クリエーションの期間中に取っているメモがある。それをもとに、僕たちが、今、どんなことを気に留め、悩みながら創作しているのかをnoteにしたいと考えている。けれど、それは年明けになりそうだ。

今週は、上野の森美術館で来年1月28日まで開催されている『モネ 連作の情景』について書いてみる。




美術に学ぶ創作術

美術を評論したり、感想を述べたりすることは有益なことだけれど、今回、この絵画展に呼応して自分がどんな文章を書くかを考えたときに一番に浮かんだのは小説だった。

いや、これから発表していく文章は小説未満のもの=散文だろう(僕は小説と散文を同程度に愛する)。


《昼食》

時折、夢のなかで慌てることがある。随分とやりたい放題な様だけれど、もしもこれが「現実」だとしたら大変なことになるぞ、と夢のなかで、われに返る。襟もとをただす。アニメーションの描写で、頬をつねってみてもやっぱり痛みを覚えるからこれは夢ではないのだと歓び/嘆くような描写を幼い頃に幾度も見たような気はするが、幼い頃に、夢と現実が曖昧になることなんてまずなかった(夢は夢として、現実は現実として)ので、アニメーションのように、一度は自分の頬を、思い切りつねってみたい、欲動に駈られるもそのようなシチュエーションは、残念なことに、訪れなかった。

年齢を重ねると子供の頃よりも頭脳は明晰になって、さまざまな意志決定を下し、伴う責任を負うことも可能にはなってくるが、明晰になっていく分だけ、同じだけ曖昧さも増していっているような気がするのは私だけ?

ひとつに酒を飲むようになったこと。ニコチンを吸うようになったこと。カフェインを摂るようになったこと。と関係があるのかもしれない。これらを摂取すると——その働きは一様ではないし、個人差もあるだろうから、各々で使い分ける必要がある——意識は覚醒し、集中力が高まると同時に、興奮と鎮静が一挙に襲来する。波が引けるのと寄せるのが同時に起こる状態、と言えばイメージしやすいだろうか。そんな状態になって(そんな状態をわざと拵えて)私はベッドに潜る。翌朝にはこの状態がリセットされてあるようにと、1杯の水を飲むのが私の賢明さ、きまじめさだろう。
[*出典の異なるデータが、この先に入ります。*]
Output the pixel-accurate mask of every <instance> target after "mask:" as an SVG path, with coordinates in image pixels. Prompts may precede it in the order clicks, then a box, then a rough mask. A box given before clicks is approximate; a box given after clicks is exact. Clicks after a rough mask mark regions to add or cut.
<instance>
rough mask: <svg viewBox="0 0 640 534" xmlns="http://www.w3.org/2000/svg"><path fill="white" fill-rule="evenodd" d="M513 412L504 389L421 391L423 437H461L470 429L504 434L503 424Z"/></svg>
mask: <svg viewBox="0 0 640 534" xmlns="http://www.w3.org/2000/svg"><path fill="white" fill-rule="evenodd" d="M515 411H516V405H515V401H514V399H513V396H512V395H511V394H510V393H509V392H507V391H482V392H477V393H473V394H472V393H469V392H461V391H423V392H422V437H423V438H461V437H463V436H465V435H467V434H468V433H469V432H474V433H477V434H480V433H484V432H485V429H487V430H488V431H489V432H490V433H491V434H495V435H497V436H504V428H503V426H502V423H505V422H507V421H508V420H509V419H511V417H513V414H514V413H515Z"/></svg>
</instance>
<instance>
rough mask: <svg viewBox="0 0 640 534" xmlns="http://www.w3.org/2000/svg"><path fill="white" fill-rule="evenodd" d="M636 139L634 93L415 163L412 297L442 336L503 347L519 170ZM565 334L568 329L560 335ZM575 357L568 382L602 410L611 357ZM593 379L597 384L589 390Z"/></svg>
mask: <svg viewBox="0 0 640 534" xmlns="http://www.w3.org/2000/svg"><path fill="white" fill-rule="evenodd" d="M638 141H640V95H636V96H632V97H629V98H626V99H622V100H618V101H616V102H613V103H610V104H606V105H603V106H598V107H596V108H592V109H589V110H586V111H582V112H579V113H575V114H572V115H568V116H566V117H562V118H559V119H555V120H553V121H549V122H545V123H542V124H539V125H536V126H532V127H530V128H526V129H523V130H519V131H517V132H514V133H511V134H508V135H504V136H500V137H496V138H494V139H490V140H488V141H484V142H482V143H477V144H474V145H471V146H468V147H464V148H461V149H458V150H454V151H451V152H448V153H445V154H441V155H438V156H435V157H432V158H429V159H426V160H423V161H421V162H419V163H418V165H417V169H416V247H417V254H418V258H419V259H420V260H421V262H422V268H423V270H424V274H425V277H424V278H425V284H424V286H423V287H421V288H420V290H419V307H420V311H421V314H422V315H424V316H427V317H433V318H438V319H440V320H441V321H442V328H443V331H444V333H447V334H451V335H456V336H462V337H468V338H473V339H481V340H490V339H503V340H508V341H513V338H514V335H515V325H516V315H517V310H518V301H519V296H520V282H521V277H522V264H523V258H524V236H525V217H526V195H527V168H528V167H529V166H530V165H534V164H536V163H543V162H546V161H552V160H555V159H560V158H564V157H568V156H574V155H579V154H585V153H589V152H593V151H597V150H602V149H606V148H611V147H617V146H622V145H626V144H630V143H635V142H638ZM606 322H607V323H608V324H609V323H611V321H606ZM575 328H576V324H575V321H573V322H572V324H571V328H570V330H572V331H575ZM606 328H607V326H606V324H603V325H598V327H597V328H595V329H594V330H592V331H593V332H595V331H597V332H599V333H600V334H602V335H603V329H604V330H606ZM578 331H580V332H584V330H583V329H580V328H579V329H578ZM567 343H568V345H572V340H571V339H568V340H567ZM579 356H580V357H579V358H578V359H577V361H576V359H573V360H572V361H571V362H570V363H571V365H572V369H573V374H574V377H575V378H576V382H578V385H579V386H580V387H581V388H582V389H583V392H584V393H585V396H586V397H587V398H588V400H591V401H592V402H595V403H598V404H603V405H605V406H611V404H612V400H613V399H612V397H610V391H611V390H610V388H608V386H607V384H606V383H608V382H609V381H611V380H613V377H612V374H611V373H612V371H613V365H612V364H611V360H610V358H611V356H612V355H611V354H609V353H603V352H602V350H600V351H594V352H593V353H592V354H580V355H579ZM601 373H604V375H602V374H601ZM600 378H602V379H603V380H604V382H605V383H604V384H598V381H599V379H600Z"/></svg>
目を覚ますと、自分が横たわっているこの場所がどこかわからなくなって一瞬錯乱する。いつもの寝室であることがわかり、安心する。そして、自分の居場所がわからなくなるくらい深く眠れることは幸福なことだと天に感謝する。

天には誰も存在しない——たまたま頭上を通り過ぎてった旅客機の乗客とその乗務員以外には——神の存在も信じない。穏やかな天。たまに怒り狂うように雨を降らせ、雷を落とすが、あんなもの、たんなるサイクルだ。